The entire process is dangerous. Wade took this photo of an explosion at a well site on Sept. 9, 2010:
(Photo credit: Ed Wade/Wetzel County Action Group)
“It burned for something like nine days,” said Wade. “But the DEP said there were no cases of air pollution. You believe that?”
Explosions have occurred at well sites and pipelines in West Virginia; the most recent occurred just days ago in Tyler County, taking the lives of two workers and injuring another.
“Many of these dangers, risks and deaths could have been averted if the Legislature had acted on behalf of the citizens rather than the fracking industry,” wrote Pitt. “The West Virginia Legislature must pass legislation to protect us, or West Virginia will become the dumping ground of the hazardous, toxic and radioactive waste of the entire Marcellus Shale area. I have been calling my legislators, good people who have made some outrageously bad decisions, and asking them to make amends by protecting me and the other citizens of our state. For the sake of your property, health, children and grandchildren, you must call yours as well. We need a moratorium on hydrofracking now until our legislators have an opportunity to study the costs and impacts, but also to have dialogue with their constituents.”
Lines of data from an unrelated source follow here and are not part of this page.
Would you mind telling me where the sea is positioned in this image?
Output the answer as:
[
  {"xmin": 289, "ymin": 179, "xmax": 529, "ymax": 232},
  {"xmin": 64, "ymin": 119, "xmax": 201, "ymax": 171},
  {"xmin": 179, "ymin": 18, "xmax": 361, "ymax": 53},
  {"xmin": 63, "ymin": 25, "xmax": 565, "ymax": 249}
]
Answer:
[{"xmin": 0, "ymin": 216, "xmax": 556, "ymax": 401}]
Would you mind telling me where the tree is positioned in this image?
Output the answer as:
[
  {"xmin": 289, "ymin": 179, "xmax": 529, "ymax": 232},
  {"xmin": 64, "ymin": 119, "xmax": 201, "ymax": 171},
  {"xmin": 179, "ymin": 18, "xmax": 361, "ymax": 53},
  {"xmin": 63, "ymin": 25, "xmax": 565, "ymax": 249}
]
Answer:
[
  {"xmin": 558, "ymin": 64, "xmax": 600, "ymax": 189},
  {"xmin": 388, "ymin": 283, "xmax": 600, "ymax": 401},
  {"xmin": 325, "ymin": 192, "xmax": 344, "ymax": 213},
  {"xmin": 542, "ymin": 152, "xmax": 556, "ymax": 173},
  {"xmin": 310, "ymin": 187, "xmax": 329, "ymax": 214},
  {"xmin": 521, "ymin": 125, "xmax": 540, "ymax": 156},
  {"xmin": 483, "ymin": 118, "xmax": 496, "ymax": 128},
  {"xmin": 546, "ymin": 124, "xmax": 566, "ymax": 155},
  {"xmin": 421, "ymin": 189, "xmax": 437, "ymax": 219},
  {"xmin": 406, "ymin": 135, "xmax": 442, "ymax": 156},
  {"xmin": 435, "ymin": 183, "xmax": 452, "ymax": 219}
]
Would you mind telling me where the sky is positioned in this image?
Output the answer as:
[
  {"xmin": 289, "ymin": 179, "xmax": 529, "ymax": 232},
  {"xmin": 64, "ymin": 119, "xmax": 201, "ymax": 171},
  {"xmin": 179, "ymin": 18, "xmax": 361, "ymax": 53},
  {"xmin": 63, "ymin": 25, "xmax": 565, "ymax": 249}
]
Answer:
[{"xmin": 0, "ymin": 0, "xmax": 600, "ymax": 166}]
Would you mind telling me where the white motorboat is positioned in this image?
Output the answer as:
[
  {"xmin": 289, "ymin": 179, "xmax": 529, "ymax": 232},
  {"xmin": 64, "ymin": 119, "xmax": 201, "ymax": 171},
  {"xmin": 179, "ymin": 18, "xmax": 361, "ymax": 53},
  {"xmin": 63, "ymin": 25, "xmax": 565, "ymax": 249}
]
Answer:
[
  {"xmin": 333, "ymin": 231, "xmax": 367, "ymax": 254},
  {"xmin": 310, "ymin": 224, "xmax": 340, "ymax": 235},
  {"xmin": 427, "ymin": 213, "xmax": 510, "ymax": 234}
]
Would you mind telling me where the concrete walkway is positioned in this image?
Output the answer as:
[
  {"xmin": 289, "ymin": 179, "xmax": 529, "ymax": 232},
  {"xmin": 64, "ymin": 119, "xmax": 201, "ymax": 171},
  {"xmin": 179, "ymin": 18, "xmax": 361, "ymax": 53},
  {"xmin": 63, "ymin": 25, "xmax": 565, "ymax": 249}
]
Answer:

A moratorium on fracking in West Virginia seems a long way off, but as Wade said, “People think they can’t do nothing against big money. And some are gaining from it — they’re trading their livelihoods and their health and everything else for it. They’re too damn blinded by the money to see it. I prefer to be poor and have clean air and clear water. You sacrifice something for a little gain and you really need to ask yourself: is it worth it?”